In Canada, motor vehicle licence plates are issued by the transportation department in each province and territory. Since 2002, most provinces and territories have introduced special licence plates for veterans of the Canadian Armed Forces or other allied militaries. The only territory that does not have a veteran licence plate is Nunavut. Common design features of these veteran licence plate include the image of a red poppy or the word "veteran". Only veteran licence plates issued by the Northwest Territories do not have any of the features mentioned above.

Introduction dates

Ontario
In Ontario, the Ministry of Transportation issued 27,000 veteran licence plates since 2003. Veterans can order a special licence plate with the format "000 VET" for display or gift purposes.

Québec
As of the 4th of May 2009, Québec now offers a veteran motorcycle plate.

Alberta
In Alberta, 15,750 veteran licence plates have been issued since 2005.

Appearance

Eligibility
The licence plates are available to those who served as a member of Canadian Forces, the Commonwealth of Nations, or its wartime allies.
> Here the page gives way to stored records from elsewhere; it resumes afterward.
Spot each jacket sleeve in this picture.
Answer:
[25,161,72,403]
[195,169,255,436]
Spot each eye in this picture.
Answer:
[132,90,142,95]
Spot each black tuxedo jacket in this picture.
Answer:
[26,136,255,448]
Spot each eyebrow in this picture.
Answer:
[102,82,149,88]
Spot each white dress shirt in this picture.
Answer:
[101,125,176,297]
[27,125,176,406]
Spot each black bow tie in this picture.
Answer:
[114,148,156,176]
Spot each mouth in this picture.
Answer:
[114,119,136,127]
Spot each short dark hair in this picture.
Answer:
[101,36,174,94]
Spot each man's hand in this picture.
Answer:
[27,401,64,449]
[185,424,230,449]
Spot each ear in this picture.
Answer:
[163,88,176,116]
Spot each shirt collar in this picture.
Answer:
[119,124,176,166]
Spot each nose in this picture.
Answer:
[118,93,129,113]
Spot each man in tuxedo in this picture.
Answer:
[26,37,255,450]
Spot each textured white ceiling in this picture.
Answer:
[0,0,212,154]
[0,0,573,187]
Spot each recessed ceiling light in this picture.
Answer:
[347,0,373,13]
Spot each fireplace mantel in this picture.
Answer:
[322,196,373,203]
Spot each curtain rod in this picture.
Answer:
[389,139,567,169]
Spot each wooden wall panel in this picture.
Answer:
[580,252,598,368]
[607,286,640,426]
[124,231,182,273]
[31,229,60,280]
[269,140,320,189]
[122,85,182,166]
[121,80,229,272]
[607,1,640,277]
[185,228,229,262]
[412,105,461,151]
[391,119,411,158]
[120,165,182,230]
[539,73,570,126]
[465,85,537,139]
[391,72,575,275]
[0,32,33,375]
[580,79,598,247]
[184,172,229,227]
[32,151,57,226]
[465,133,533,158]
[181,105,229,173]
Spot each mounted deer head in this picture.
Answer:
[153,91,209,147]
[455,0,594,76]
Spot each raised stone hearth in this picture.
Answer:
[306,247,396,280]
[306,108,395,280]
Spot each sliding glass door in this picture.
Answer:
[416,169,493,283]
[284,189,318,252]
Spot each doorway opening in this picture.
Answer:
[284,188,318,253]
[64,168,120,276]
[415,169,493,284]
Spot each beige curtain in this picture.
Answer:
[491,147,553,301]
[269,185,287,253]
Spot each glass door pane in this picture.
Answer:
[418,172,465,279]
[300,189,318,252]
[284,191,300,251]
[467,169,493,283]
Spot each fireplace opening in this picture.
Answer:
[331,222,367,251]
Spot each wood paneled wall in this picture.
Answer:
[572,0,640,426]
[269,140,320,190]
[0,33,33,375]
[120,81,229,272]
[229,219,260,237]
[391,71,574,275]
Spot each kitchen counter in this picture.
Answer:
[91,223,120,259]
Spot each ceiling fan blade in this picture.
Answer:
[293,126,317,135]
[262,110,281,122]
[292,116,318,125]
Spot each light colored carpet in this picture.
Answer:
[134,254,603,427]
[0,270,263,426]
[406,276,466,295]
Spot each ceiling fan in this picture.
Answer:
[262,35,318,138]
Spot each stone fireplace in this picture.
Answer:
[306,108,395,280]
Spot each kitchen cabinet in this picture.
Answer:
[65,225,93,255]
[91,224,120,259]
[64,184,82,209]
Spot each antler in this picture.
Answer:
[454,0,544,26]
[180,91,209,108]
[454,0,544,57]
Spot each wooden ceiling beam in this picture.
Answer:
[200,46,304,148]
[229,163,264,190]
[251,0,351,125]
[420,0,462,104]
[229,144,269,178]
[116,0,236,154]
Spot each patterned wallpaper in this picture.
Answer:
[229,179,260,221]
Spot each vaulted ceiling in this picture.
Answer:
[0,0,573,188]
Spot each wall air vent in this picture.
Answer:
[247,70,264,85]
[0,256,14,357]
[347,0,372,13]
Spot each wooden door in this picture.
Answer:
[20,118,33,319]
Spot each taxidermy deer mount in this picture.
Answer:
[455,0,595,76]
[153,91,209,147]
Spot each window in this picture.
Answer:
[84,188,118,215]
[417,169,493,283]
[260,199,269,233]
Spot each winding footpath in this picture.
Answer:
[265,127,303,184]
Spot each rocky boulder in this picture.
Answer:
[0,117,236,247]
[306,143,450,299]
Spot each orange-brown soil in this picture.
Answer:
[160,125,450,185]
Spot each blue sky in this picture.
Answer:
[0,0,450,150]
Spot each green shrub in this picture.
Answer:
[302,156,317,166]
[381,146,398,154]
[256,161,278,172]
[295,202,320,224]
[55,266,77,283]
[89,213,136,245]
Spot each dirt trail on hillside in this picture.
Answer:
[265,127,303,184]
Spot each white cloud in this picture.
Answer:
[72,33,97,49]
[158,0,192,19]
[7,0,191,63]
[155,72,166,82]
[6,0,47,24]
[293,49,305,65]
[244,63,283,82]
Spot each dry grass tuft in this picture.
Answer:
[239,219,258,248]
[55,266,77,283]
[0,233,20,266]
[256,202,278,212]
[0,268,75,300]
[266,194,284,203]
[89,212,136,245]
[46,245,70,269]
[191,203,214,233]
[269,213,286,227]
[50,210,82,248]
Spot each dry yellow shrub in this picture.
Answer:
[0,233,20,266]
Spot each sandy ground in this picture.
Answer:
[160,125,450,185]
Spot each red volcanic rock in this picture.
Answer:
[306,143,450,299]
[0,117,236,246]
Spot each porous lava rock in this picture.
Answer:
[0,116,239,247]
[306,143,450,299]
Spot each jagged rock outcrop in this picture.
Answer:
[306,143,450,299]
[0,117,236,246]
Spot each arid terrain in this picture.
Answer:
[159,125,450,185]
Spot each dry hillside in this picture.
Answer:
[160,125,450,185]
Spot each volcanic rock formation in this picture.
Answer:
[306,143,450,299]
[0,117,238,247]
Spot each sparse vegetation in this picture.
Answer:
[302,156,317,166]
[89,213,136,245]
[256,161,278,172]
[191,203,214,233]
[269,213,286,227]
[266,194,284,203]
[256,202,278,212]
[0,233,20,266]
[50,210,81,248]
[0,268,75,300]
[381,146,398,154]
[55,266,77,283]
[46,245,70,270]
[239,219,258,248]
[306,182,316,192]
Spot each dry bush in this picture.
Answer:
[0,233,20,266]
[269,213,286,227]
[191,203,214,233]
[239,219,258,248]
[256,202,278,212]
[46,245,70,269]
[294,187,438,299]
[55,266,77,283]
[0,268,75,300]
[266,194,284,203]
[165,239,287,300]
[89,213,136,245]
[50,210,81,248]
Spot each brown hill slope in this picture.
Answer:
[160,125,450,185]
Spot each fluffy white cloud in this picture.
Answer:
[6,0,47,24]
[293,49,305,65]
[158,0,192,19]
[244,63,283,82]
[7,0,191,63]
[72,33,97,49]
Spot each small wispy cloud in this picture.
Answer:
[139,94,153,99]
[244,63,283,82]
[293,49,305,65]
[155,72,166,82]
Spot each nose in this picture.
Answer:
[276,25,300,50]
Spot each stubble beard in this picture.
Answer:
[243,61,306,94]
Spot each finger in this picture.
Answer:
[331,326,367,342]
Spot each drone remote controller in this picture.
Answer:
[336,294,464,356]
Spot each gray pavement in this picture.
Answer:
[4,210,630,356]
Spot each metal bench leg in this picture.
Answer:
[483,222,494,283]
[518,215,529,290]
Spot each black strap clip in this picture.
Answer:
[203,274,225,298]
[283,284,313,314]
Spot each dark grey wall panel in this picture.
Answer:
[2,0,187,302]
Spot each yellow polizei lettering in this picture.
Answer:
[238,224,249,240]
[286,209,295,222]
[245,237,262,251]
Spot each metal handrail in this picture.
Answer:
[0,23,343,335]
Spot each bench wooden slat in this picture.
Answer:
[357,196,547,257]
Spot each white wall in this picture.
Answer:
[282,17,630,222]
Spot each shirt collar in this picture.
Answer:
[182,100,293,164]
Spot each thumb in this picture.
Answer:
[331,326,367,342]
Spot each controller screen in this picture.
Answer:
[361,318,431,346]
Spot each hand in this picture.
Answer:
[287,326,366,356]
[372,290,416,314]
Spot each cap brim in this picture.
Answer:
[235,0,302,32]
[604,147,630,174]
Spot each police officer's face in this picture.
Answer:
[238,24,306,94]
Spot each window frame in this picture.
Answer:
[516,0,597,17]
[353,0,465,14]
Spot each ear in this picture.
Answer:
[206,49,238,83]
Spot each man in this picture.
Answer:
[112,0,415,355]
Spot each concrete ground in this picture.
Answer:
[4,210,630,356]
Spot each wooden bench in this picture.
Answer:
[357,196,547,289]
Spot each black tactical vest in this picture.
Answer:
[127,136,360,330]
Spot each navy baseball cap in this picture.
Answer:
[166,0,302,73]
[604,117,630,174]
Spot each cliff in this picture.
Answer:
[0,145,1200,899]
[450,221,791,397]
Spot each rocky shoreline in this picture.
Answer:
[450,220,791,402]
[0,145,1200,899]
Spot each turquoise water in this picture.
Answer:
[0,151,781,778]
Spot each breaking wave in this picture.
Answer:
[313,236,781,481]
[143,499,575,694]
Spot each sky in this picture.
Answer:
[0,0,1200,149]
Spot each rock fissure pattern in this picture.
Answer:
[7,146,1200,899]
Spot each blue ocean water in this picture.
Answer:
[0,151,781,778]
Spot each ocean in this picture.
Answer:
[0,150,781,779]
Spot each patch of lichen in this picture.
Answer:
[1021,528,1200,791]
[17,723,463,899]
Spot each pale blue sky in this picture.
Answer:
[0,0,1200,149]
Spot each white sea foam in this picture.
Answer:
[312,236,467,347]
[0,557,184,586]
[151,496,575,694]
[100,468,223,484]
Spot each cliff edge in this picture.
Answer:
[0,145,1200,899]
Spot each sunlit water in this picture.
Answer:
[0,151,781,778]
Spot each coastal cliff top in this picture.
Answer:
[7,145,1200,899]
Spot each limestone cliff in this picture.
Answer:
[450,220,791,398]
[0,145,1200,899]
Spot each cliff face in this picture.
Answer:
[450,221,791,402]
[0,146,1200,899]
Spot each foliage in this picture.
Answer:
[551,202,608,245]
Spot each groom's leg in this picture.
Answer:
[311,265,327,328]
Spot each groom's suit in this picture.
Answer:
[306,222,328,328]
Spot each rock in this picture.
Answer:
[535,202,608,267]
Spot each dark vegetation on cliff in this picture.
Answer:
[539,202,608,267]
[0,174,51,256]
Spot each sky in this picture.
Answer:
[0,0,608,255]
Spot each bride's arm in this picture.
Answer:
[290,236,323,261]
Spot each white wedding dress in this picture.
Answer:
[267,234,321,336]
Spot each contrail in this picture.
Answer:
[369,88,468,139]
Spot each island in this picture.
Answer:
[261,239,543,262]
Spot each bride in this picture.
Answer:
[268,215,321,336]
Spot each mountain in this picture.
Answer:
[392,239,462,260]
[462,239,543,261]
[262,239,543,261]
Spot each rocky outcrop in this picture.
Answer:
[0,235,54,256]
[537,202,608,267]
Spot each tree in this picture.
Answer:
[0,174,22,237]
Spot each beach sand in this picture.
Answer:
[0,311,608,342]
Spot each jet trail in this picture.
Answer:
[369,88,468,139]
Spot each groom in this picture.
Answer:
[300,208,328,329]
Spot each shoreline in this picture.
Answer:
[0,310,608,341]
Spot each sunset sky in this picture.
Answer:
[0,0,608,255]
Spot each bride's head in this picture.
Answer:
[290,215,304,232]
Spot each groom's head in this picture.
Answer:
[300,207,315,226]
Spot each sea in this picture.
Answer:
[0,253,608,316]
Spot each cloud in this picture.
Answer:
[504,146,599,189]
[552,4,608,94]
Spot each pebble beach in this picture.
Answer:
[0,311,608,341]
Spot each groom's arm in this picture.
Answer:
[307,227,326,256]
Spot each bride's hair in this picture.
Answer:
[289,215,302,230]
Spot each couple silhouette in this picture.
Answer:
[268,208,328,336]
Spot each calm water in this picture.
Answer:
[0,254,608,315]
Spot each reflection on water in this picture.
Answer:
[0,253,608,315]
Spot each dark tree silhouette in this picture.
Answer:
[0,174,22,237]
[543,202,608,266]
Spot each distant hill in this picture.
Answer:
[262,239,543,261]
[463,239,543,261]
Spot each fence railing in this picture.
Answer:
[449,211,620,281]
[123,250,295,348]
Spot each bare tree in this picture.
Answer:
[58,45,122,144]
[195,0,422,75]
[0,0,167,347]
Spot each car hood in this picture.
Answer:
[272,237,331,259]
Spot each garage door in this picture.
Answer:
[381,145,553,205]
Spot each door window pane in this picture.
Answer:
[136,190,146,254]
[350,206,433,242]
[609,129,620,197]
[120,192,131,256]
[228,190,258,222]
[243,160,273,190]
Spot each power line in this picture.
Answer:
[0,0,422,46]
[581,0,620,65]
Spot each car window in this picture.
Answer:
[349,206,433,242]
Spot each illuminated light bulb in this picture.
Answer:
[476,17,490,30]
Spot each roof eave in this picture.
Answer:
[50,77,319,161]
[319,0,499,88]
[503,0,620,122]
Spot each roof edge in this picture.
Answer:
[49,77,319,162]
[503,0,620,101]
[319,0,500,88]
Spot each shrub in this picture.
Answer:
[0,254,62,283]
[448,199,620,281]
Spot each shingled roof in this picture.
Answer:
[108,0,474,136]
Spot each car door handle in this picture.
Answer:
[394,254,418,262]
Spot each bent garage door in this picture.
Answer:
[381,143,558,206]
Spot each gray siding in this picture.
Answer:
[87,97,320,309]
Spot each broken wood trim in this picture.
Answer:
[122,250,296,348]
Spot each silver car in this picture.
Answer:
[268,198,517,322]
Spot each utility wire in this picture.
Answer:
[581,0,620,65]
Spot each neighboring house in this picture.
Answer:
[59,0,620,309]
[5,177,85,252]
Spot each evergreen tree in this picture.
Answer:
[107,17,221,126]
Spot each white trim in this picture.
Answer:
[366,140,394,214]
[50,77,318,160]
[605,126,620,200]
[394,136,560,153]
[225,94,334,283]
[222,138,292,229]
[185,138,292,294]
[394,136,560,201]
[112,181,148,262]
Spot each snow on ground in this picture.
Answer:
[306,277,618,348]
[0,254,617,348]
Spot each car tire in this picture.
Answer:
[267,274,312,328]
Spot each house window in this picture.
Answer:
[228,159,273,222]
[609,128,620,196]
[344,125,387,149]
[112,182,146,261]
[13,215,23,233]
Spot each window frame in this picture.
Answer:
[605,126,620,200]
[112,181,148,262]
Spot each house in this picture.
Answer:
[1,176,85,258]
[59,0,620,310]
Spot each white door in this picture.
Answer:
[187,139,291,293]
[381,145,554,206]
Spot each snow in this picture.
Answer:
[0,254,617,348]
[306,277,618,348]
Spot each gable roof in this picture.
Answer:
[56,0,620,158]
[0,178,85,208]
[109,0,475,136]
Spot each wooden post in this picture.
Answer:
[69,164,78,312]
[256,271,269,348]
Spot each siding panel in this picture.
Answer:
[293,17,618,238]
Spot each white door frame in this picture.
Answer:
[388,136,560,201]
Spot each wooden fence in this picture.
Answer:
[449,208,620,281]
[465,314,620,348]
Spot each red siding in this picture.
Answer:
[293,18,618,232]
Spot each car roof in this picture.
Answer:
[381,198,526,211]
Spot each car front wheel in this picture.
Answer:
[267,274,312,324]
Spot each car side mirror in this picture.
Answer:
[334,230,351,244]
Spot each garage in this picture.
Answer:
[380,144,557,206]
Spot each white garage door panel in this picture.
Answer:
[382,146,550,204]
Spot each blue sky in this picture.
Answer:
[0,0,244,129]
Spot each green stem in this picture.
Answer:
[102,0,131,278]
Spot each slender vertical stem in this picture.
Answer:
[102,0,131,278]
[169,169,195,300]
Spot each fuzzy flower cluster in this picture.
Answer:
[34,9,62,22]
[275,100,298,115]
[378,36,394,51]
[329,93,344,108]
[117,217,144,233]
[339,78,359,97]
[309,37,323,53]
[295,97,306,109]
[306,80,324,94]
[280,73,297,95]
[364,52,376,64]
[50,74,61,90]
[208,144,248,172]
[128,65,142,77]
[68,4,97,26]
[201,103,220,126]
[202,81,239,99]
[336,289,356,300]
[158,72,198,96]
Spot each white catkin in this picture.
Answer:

People who served on North Atlantic Treaty Organization (NATO) missions, peacekeeping missions as members of the Canadian Forces or United Nations forces, or the Royal Canadian Mounted Police (RCMP) are also eligible. They need to provide a Canadian Forces Certificate of Service and a Canadian Forces Identification Card as proof of service. Those who have served three years (may still be serving) can also apply.

In British Columbia, veterans who operate trucks, vans, and motorcycle are also eligible to obtain a veteran licence plate in that province.

In New Brunswick, reservists who formerly served must provide acceptable documentation displaying at least 3 years of service for Canada to be eligible for Veteran status plates.